Early 2025 data shows total traffic deaths down 8.2%, yet hit-and-run deaths remain historically elevated. This divergence signals that broader safety gains, such as safer vehicles and post-pandemic travel normalization, do not address the human decision to flee. Hit-and-runs appear driven more by behavioral and legal incentives than by exposure alone.
The sheer volume of hit-and-run crashes overwhelms accountability systems.
With nearly 4 million hit-and-run crashes over a few years and one occurring every 43 seconds, law enforcement faces a scale problem. Even modest clearance rates leave hundreds of thousands of cases unresolved annually. This volume explains why many victims never see accountability and why public trust erodes in traffic enforcement outcomes.
The crisis reflects post-pandemic roadway behaviour changes that persist.

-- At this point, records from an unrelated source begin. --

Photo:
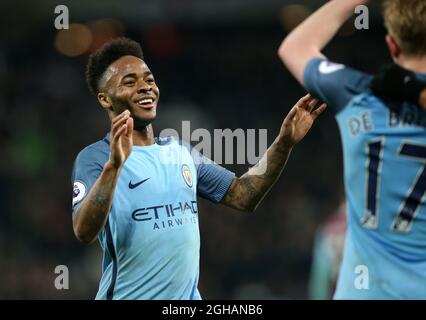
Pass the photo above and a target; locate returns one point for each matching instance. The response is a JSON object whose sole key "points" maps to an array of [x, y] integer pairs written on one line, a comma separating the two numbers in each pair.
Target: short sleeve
{"points": [[87, 168], [334, 84]]}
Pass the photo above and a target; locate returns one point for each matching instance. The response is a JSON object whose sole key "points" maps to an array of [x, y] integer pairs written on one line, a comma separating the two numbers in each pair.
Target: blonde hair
{"points": [[406, 23]]}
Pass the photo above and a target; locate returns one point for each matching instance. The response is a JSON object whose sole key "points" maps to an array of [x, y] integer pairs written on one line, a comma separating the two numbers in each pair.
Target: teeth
{"points": [[143, 101]]}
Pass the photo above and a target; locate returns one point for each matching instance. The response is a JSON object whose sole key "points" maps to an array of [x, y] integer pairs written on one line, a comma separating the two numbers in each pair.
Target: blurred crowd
{"points": [[218, 77]]}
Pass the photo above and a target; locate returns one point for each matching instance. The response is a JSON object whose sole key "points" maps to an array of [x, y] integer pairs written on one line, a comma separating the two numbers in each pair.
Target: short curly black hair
{"points": [[101, 59]]}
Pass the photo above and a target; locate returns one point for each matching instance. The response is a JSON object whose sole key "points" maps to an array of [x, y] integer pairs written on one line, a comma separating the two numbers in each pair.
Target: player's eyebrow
{"points": [[135, 75]]}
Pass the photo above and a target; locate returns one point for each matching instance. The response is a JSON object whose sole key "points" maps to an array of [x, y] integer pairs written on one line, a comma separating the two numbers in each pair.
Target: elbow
{"points": [[285, 50], [82, 235]]}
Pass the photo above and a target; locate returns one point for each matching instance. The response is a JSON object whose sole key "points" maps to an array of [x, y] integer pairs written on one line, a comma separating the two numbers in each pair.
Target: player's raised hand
{"points": [[299, 120], [121, 138]]}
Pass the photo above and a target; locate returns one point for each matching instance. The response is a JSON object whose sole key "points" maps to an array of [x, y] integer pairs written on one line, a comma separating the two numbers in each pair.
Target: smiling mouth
{"points": [[146, 103]]}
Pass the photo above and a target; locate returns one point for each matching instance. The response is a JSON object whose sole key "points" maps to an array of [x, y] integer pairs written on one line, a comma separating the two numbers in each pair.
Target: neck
{"points": [[143, 136], [413, 63]]}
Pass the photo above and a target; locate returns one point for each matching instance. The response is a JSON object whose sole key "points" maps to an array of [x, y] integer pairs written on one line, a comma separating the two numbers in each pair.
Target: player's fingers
{"points": [[129, 124], [115, 126], [302, 101], [291, 114], [120, 116], [311, 105], [319, 110], [119, 133]]}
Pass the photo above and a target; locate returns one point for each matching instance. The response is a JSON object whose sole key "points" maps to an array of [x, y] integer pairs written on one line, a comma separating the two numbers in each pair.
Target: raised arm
{"points": [[246, 192], [92, 213], [307, 40]]}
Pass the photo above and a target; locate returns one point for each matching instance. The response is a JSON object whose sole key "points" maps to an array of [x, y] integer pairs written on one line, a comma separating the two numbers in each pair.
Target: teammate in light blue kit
{"points": [[138, 194], [384, 147]]}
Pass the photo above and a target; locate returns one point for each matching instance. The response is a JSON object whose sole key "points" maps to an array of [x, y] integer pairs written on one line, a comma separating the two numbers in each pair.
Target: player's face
{"points": [[130, 85]]}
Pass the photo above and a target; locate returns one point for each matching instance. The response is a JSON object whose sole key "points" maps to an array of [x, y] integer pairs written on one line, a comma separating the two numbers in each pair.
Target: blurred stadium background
{"points": [[216, 65]]}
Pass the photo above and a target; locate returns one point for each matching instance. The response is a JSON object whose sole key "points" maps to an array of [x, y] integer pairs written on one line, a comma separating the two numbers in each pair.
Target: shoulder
{"points": [[334, 83], [95, 152]]}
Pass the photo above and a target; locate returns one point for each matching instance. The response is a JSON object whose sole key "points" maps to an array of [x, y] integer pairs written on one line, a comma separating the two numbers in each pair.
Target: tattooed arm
{"points": [[92, 214], [246, 192]]}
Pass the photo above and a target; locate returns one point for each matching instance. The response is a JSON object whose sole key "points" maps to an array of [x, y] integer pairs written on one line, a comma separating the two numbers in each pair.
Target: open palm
{"points": [[300, 119]]}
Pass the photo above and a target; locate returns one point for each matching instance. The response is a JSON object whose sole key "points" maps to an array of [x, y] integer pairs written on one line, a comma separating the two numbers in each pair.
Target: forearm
{"points": [[247, 191], [92, 214], [311, 36], [422, 99]]}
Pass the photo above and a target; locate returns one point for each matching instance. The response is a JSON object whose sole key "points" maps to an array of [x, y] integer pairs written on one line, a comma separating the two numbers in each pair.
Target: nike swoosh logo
{"points": [[132, 186], [327, 67]]}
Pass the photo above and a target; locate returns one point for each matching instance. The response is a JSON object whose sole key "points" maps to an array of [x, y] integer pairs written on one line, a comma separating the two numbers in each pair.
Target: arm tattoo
{"points": [[101, 198], [247, 191]]}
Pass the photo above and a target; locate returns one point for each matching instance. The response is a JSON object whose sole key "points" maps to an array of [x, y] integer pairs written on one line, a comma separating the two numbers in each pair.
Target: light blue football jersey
{"points": [[384, 154], [151, 240]]}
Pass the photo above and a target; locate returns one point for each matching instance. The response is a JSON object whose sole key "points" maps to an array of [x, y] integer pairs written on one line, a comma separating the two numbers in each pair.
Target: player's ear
{"points": [[104, 100], [393, 47]]}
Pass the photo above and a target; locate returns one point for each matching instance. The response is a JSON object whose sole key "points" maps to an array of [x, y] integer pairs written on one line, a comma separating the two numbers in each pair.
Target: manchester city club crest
{"points": [[187, 175]]}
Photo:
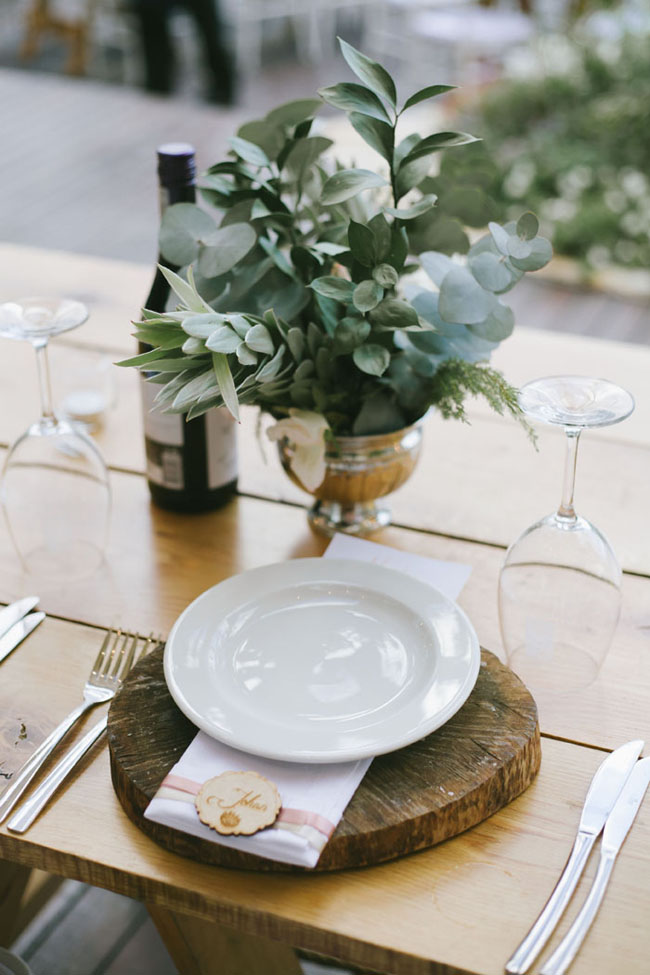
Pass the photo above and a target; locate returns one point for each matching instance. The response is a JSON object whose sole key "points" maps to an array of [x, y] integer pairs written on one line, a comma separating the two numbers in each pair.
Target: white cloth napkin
{"points": [[314, 797]]}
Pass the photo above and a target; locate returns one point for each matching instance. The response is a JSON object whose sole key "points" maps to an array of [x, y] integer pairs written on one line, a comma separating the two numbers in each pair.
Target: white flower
{"points": [[305, 431]]}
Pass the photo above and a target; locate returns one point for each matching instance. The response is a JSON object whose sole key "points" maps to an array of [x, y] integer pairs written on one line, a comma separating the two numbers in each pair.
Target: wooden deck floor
{"points": [[87, 931]]}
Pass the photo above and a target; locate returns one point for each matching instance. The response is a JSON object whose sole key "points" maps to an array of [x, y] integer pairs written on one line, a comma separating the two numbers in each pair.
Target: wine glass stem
{"points": [[566, 511], [44, 385]]}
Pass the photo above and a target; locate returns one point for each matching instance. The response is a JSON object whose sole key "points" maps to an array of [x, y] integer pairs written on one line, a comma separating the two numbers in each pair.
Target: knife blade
{"points": [[18, 632], [617, 827], [11, 614], [604, 790]]}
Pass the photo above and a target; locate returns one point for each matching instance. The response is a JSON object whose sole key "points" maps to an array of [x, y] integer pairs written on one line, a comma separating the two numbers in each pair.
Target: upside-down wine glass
{"points": [[559, 588], [54, 486]]}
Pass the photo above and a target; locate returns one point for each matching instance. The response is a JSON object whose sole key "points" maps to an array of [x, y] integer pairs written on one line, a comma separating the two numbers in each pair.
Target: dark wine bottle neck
{"points": [[169, 194]]}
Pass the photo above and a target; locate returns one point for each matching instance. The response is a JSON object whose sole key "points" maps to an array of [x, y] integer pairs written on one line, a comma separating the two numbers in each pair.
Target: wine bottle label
{"points": [[221, 437], [163, 435]]}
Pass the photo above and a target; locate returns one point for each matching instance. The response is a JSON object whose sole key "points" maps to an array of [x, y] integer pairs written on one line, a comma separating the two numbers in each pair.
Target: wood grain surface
{"points": [[481, 759]]}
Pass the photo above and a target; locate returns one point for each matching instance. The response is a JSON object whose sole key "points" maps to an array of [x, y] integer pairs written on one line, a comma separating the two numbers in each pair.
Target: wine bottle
{"points": [[191, 464]]}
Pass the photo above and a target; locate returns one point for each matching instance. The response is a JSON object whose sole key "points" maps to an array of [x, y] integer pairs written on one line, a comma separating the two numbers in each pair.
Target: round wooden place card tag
{"points": [[238, 802]]}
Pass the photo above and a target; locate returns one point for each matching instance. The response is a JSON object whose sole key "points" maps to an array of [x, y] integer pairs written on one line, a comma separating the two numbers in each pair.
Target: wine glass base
{"points": [[563, 671]]}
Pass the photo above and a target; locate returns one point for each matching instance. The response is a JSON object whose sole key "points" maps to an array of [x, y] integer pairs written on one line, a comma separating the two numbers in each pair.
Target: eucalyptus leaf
{"points": [[362, 243], [258, 338], [270, 370], [379, 135], [326, 247], [245, 355], [381, 231], [347, 183], [371, 358], [521, 249], [249, 151], [367, 295], [350, 333], [224, 248], [385, 275], [497, 326], [339, 289], [351, 97], [403, 148], [223, 339], [185, 290], [304, 370], [462, 299], [527, 225], [436, 142], [416, 210], [500, 237], [541, 253], [490, 271], [197, 387], [192, 346], [398, 248], [278, 258], [411, 174], [436, 265], [372, 74], [424, 93], [182, 228], [296, 343], [202, 326], [294, 112], [143, 359], [393, 313], [305, 152], [225, 381]]}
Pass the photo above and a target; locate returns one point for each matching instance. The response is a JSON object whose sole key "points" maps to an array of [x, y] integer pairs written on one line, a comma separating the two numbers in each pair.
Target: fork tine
{"points": [[127, 660], [117, 656], [117, 648], [103, 650]]}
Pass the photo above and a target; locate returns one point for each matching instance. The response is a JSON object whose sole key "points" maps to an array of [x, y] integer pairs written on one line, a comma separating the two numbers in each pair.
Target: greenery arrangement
{"points": [[572, 139], [297, 290]]}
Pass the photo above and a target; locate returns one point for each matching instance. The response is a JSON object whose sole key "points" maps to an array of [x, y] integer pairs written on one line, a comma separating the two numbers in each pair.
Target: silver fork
{"points": [[116, 656]]}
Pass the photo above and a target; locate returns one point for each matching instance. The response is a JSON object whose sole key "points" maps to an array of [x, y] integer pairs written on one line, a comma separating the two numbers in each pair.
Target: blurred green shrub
{"points": [[573, 140]]}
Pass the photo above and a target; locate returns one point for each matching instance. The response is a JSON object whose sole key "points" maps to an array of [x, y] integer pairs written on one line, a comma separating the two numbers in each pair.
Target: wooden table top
{"points": [[460, 907]]}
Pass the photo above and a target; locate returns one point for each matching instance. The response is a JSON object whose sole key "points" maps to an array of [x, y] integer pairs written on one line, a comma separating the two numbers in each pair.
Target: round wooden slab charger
{"points": [[480, 760]]}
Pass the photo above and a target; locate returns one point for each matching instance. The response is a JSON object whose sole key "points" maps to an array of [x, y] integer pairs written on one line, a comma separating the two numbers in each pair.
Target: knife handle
{"points": [[28, 812], [568, 947], [28, 772], [545, 924]]}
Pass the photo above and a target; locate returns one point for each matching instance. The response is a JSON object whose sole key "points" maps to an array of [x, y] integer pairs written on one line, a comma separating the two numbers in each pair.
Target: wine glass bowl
{"points": [[54, 486], [559, 587]]}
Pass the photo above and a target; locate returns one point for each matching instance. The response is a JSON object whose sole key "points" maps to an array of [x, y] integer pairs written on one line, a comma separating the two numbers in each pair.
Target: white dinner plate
{"points": [[321, 660]]}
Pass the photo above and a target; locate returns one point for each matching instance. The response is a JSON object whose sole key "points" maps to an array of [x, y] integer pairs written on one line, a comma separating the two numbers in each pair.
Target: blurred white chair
{"points": [[450, 38], [313, 23]]}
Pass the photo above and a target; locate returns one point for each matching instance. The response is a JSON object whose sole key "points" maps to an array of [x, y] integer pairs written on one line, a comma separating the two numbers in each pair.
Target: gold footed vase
{"points": [[360, 471]]}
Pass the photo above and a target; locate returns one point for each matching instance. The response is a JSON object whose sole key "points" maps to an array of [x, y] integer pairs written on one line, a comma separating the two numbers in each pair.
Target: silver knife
{"points": [[616, 829], [11, 614], [18, 632], [604, 790]]}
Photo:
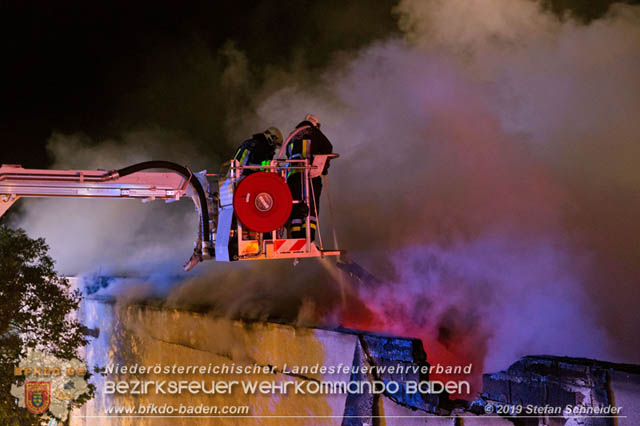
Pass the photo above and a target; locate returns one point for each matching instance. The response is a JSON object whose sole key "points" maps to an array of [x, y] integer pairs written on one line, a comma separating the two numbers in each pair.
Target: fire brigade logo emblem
{"points": [[37, 396]]}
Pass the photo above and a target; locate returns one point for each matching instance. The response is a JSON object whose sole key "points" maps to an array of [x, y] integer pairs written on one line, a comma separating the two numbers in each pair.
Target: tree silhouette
{"points": [[35, 313]]}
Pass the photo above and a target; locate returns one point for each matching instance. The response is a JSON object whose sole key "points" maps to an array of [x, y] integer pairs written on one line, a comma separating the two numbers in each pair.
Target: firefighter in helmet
{"points": [[305, 142], [259, 149]]}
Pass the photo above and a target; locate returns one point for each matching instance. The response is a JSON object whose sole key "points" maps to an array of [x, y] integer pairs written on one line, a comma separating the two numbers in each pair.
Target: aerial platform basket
{"points": [[253, 211]]}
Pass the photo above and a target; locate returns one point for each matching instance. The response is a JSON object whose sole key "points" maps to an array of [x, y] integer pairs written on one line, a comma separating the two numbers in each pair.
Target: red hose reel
{"points": [[262, 202]]}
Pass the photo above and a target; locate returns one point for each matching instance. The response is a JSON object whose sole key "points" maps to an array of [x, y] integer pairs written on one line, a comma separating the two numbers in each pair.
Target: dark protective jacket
{"points": [[305, 142], [254, 151]]}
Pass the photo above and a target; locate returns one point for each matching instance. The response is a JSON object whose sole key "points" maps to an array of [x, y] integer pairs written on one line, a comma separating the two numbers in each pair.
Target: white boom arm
{"points": [[17, 182]]}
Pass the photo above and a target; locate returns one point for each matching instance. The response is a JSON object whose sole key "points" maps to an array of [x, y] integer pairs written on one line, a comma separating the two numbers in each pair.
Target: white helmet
{"points": [[312, 119], [274, 136]]}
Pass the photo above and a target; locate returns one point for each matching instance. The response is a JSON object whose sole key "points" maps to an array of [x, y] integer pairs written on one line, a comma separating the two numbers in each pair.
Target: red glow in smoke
{"points": [[448, 342]]}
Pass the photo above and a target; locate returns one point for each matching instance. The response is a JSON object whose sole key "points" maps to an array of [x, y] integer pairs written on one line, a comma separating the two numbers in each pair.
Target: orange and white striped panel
{"points": [[289, 245]]}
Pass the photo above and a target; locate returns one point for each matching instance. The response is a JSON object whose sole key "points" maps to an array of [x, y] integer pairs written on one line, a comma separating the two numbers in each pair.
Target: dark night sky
{"points": [[102, 68]]}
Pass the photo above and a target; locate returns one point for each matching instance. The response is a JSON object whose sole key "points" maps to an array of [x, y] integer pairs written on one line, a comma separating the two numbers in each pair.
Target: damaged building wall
{"points": [[552, 381]]}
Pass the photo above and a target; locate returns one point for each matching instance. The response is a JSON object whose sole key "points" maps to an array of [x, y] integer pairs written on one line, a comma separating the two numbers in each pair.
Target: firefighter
{"points": [[259, 149], [305, 142]]}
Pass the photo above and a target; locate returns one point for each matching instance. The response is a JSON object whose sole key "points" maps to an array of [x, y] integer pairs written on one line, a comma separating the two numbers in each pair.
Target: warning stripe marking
{"points": [[289, 245]]}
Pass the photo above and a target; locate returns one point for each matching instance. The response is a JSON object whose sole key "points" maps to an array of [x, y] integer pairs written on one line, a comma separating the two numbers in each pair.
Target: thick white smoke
{"points": [[487, 174], [484, 140]]}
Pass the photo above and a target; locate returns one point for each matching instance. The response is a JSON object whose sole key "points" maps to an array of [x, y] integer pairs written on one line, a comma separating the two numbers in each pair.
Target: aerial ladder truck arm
{"points": [[244, 220]]}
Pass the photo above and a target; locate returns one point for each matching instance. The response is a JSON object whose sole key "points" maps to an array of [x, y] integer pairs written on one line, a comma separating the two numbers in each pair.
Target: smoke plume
{"points": [[487, 176]]}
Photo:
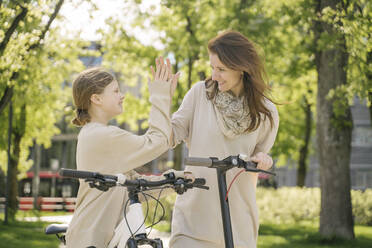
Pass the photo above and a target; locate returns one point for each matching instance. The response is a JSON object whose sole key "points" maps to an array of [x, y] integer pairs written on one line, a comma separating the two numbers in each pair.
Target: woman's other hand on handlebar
{"points": [[264, 161]]}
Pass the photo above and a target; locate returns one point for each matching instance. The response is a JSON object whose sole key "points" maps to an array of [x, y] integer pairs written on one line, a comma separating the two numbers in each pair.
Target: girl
{"points": [[228, 114], [110, 150]]}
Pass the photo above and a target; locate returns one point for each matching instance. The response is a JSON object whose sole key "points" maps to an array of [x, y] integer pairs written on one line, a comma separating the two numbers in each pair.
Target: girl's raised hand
{"points": [[164, 73]]}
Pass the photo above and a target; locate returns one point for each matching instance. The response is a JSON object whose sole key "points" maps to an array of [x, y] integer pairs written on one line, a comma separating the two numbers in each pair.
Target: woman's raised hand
{"points": [[164, 73]]}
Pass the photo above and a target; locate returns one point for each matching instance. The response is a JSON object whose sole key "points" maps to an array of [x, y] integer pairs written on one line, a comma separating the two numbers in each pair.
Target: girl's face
{"points": [[227, 78], [112, 99]]}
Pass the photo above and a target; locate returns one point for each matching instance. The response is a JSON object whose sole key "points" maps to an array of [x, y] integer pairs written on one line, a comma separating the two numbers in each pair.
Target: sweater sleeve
{"points": [[267, 132], [110, 149], [182, 118]]}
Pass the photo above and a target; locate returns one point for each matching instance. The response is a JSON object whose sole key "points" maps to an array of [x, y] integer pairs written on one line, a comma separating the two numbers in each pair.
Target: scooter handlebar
{"points": [[195, 161]]}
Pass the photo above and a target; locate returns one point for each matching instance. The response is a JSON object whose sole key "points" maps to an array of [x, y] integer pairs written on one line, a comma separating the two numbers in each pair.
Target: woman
{"points": [[110, 150], [228, 114]]}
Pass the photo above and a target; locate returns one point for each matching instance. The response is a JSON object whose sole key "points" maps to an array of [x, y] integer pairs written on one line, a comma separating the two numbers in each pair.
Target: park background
{"points": [[318, 60]]}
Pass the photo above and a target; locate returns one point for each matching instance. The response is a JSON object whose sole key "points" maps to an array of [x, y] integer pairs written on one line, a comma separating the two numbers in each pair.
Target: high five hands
{"points": [[164, 73]]}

The 2022 peak of 2,895 deaths confirms that pandemic-era shifts, such as faster driving, lower compliance, and reduced enforcement, did not fully reverse. Instead, hit-and-run fatalities settled into a new, higher baseline, suggesting long-term behavioural change rather than a temporary spike.
Why This Matters Now
Traffic deaths may be trending down in early 2025, but hit-and-run deaths remain historically high and deeply uneven across communities. With 7,148 pedestrian deaths in 2024 and fleeing drivers involved in a growing share of fatal crashes, lawmakers and the public face an urgent question: are current penalties, enforcement tools, and roadway designs enough to stop drivers from running? As states debate 2025 transportation funding, automated enforcement, and safety reforms, this data provides a clear national baseline for accountability.